A tightness criterion for fragmentations

TL;DR

This paper introduces a simple criterion for the tightness of stochastic fragmentation processes, correcting previous proofs and demonstrating applicability across various random tree models.

Contribution

It provides a new, straightforward criterion for tightness in fragmentation processes and applies it to correct and extend prior results involving random trees.

Findings

Established a tightness criterion for fragmentation processes.

Corrected the proof of a previous convergence result.

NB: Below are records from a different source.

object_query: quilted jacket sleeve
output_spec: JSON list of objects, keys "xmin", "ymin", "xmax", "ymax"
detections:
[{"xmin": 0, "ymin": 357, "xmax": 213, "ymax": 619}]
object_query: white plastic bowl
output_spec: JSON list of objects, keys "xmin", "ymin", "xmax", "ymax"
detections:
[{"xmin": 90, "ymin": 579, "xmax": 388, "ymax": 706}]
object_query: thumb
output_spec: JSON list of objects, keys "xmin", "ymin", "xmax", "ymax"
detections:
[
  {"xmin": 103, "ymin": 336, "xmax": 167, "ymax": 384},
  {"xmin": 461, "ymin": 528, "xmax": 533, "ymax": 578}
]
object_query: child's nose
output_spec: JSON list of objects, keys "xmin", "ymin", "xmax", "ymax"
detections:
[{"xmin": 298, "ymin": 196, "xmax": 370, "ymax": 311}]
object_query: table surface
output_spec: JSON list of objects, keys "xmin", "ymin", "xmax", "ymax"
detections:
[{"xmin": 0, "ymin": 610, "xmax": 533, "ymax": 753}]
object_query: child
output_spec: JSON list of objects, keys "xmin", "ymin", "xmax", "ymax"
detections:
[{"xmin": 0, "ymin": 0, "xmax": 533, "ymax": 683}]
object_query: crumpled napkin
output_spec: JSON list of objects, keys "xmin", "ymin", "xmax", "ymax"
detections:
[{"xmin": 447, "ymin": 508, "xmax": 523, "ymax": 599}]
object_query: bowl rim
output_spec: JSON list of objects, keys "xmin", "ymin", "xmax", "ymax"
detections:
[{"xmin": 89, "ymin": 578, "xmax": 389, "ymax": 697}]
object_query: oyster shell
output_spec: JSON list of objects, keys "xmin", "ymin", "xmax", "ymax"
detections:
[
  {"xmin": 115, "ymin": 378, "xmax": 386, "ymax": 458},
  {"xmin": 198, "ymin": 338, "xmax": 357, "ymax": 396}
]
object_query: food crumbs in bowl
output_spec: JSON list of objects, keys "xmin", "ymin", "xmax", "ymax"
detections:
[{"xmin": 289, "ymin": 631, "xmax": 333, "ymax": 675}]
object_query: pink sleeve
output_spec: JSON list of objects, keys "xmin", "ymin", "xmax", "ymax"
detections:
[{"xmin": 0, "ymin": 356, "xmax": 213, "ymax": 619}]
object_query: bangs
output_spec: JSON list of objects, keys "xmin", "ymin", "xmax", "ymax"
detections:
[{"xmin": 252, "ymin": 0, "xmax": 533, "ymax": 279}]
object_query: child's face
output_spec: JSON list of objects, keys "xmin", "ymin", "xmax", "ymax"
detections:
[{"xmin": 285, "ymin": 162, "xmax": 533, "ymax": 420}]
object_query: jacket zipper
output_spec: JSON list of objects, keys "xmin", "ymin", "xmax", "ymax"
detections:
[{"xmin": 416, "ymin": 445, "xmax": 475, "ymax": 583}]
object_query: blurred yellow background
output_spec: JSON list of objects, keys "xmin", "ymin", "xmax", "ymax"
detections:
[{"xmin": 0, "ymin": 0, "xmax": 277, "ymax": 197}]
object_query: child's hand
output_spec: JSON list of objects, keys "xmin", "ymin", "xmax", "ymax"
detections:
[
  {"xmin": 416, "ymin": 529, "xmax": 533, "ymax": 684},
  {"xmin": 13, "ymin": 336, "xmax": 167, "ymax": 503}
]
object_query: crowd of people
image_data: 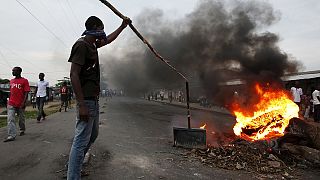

Showed applicability to multiple random tree models.

Abstract

This note presents a simple criterion for the tightness of stochastic fragmentation processes. Our work is motivated by an application to a fragmentation process derived from deleting edges in a conditioned Galton-Watson tree studied by Berzunza-Ojeda and Holmgren (2023). In that paper, while finite-dimensional convergence was established, the claimed functional convergence relied on Lemma 22 of Broutin and Marckert (2016), which is unfortunately incorrect. We show how our results can correct the proof of Berzunza-Ojeda and Holmgren (2023). Furthermore, we show the applicability of our results by establishing tightness for fragmentation processes derived from various random tree models previously studied in the literature, such as Cayley trees, trees with specified degree sequences, and $\mathbf{p}$-trees.